[Jaime Martínez]

De corruptos y corruptores


Lo acontecido en el Fondo de Desarrollo indígena, donde los cheques salían como volantes, con jugosas cifras, para ser depositados en cuentas personales de “hermanos y hermanas,” que decían representar a organizaciones sociales, pero cuyos miembros ni se enteraban de esos desembolsos, porque enriquecían a los “hermanos” favorecidos con el beneplácito o con “la muñeca” del poderoso comprador de conciencias, para acallar a las bases; es una muestra del deterioro moral de esos seres, que, en el fondo, se han convertido no sólo en traidores a sus comunidades, sino en un peligro para las mismas, puesto que esos dirigentes pueden hacer cualquier cosa, inclusive destrozarlas, por un vil precio.

Es que los corruptos actúan de manera atrevida y desenvuelta, en franco desafío a la ley y la legalidad; son más refinados y cínicos que los vulgares ladrones, porque éstos roban con temor a ser descubiertos y, entonces, tienen que soportar el peso de la ley; los corruptos, en cambio, roban y delinquen confiadamente, porque han tejido una red protectora de sus malos manejos, red que les impide caer y romperse la cabeza, garantizándoles, en cambio, el encubrimiento, que lleva al enredo, y termina en aquí no ha pasado nada.

En este caso, la ley deja de ser norma y se vuelve un juguete, un instrumento que la tuerce a su antojo, para favorecer al amigo y perjudicar al enemigo; y permitir que el compañero pueda hacer lo que quiera, mientras el oponente es mirado con lupa y tratado con rigor. Eso sí, con frases conmiserativas, como: qué pena que le haya ocurrido esto, pero la ley es así, y debemos respetarla. La culpa está en su acto. Palabras dichas con lágrimas en los ojos, y sonoras risotadas interiores que significan: Viste. Me salí con la mía.

El corruptor, el poderoso tejedor de intrigas, es un despreciable titiritero social que saca a las marionetas a la escena, pero él se esconde entre bambalinas, como si no existiera, y hace realizar cosas y decir discursos a sus “personajes” de feria, fingiendo la voz. Al final son “ellos,” los pobres actores, quienes han dicho y hecho aquello que él les ha hecho decir, quedando el manipulador -aparentemente y ante su corta visión- como un ser límpido, cumplidor de la ley. El titiritero político es un cadáver moral, es carne en descomposición, portadora de los virus más infecciosos y tóxicos, que enferman y matan a las sociedades en una epidemia de egoísmo disolutor.

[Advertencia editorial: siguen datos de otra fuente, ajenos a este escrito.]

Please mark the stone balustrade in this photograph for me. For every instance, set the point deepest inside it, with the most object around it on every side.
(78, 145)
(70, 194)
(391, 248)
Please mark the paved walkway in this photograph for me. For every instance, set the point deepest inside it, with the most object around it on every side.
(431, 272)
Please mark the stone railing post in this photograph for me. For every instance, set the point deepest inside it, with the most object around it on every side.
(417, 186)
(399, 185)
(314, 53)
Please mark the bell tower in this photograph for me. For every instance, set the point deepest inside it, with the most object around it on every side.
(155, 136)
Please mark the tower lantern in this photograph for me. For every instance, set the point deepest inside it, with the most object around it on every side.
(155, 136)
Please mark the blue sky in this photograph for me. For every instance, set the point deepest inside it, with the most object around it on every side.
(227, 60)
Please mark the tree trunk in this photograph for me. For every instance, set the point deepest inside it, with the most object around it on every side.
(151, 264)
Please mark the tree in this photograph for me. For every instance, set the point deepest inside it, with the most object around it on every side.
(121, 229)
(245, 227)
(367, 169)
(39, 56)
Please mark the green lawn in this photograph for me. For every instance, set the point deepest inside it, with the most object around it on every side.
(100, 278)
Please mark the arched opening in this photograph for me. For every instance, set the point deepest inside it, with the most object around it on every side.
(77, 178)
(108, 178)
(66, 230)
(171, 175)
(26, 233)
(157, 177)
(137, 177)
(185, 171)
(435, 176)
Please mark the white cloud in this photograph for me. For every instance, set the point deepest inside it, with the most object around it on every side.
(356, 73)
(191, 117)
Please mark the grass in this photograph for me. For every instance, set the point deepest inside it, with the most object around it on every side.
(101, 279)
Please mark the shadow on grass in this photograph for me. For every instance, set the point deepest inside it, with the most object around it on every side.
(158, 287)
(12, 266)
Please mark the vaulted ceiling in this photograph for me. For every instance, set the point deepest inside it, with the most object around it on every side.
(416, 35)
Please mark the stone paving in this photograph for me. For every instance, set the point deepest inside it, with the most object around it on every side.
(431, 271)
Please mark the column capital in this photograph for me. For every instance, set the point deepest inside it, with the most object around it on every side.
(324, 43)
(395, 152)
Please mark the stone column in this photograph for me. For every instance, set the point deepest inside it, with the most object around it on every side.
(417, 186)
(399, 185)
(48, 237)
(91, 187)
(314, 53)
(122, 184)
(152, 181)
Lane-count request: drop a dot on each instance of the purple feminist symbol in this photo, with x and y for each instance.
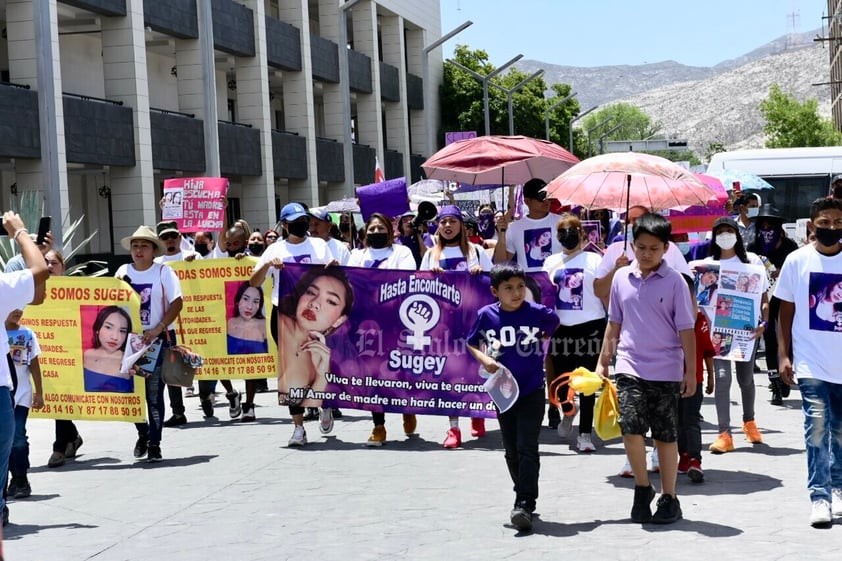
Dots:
(419, 313)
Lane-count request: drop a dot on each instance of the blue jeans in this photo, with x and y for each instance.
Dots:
(19, 458)
(7, 433)
(520, 427)
(822, 405)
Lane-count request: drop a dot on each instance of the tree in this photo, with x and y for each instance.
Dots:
(462, 108)
(631, 122)
(791, 123)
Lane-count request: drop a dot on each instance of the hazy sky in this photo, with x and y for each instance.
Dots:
(607, 32)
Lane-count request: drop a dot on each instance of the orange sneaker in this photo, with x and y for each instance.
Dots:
(752, 434)
(477, 427)
(725, 443)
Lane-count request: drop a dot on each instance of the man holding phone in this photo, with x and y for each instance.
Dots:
(17, 262)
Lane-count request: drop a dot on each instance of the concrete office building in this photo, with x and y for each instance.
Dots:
(102, 100)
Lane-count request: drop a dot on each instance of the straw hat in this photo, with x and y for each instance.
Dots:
(144, 233)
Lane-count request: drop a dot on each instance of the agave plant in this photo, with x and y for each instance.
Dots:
(31, 209)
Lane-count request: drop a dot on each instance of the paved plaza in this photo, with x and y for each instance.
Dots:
(228, 490)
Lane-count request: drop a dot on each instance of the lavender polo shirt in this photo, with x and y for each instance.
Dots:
(651, 312)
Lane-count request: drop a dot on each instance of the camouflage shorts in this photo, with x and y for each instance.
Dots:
(645, 404)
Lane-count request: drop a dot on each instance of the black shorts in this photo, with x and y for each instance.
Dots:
(648, 405)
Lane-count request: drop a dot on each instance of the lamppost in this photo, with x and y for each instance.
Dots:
(428, 111)
(510, 93)
(590, 130)
(550, 110)
(485, 80)
(609, 131)
(573, 120)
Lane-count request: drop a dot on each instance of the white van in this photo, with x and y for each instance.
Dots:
(799, 175)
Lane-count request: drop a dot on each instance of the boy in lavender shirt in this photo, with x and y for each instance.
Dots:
(651, 324)
(514, 328)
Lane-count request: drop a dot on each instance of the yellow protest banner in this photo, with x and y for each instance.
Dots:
(82, 328)
(225, 320)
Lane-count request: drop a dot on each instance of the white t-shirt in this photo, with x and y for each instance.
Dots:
(673, 257)
(395, 257)
(451, 259)
(532, 241)
(24, 346)
(176, 257)
(152, 285)
(811, 281)
(753, 259)
(17, 289)
(311, 250)
(339, 250)
(575, 301)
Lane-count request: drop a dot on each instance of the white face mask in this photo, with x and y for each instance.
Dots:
(726, 240)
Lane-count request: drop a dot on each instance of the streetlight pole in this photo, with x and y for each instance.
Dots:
(485, 80)
(609, 131)
(550, 110)
(573, 120)
(590, 130)
(428, 97)
(510, 94)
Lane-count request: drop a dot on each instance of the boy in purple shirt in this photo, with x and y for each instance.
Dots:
(651, 325)
(514, 328)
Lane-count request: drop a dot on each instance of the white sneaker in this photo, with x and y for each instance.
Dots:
(836, 503)
(820, 514)
(655, 466)
(626, 471)
(565, 427)
(299, 436)
(325, 420)
(584, 444)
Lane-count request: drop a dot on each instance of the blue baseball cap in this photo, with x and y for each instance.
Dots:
(292, 212)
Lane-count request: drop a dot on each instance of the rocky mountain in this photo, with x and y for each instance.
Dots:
(717, 104)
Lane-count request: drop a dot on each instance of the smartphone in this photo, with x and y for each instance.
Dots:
(43, 228)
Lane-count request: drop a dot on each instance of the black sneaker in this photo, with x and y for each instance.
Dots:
(154, 454)
(176, 421)
(521, 519)
(207, 407)
(641, 511)
(669, 510)
(141, 446)
(23, 490)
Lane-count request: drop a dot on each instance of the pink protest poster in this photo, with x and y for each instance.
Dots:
(195, 203)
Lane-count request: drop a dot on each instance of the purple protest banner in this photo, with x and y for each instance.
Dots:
(195, 203)
(383, 340)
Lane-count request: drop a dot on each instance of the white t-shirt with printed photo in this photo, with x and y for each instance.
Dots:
(532, 241)
(575, 301)
(311, 250)
(152, 285)
(396, 257)
(813, 282)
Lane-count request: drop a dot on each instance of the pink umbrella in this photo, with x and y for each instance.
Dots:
(620, 180)
(498, 160)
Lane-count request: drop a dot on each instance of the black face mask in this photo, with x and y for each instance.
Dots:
(298, 229)
(569, 239)
(828, 237)
(377, 240)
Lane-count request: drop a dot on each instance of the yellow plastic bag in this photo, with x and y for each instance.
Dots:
(607, 413)
(585, 382)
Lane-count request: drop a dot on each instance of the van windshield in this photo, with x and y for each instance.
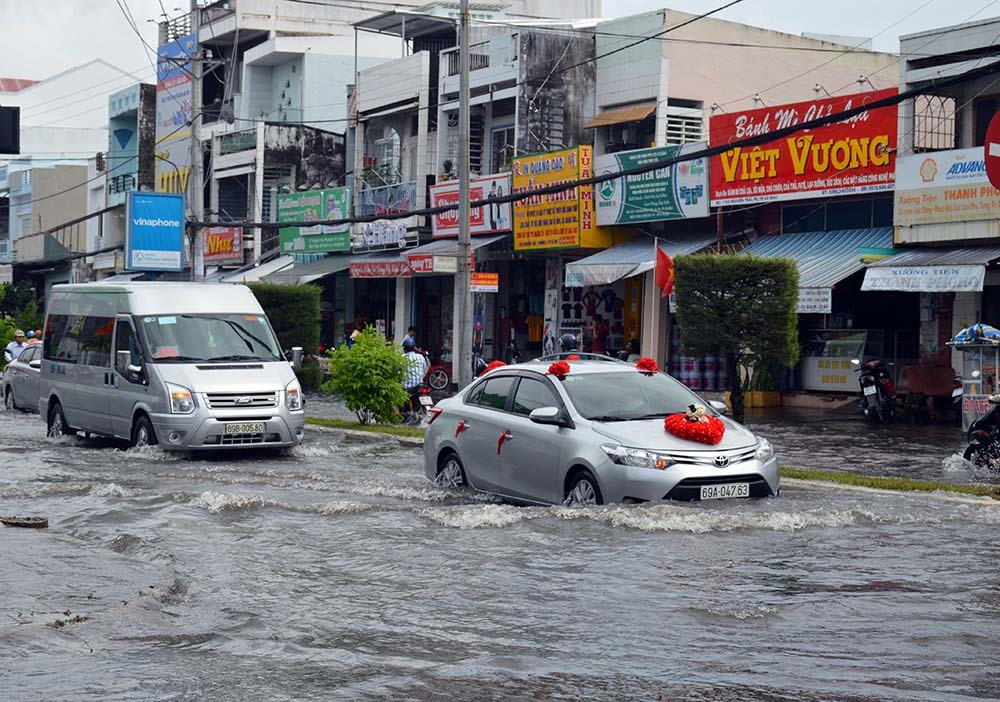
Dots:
(187, 338)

Porque la corrupción está campeando en nuestra sociedad, y ya nadie se admira por esos hechos, es necesario detenernos un momento y revisar nuestra indiferencia, porque todos, de una manera u otra, todos somos responsables del mal que hay en nuestro medio. La corrupción es una fuerza disociadora del ser social del país. Es una acción o una serie de acciones que actúan de afuera adentro, y van destruyendo la estructura moral de la persona, pero mantienen su forma, su apariencia. Es el acto que traspasa el límite entre lo bueno y lo malo, entre lo legal y lo ilegal, debilitando la conciencia del ser humano, convirtiéndola en un remedo de conciencia, a medida que esos hechos se repiten una y otra vez, y van convirtiéndola en un campo psíquico donde todo parece borrarse; donde la inteligencia es incapaz de diferenciar lo positivo de lo negativo, porque ya no hay diferencias de valor, de elementos constructores de la persona, sino de interés, porque esa conciencia se ha cerrado, englobándolo todo en el yo egoísta, incapaz de mirar más allá de sí mismo; y, entonces, sólo existo yo, y esto que voy a hacer me conviene, y esto otro no me conviene, mirando el mundo con la limitada visión del yo, perdiendo la perspectiva del nosotros, que es la fuerza cohesionadora de cualquier sociedad.

El autor es Miembro Correspondiente de la Academia Filipina de la Lengua.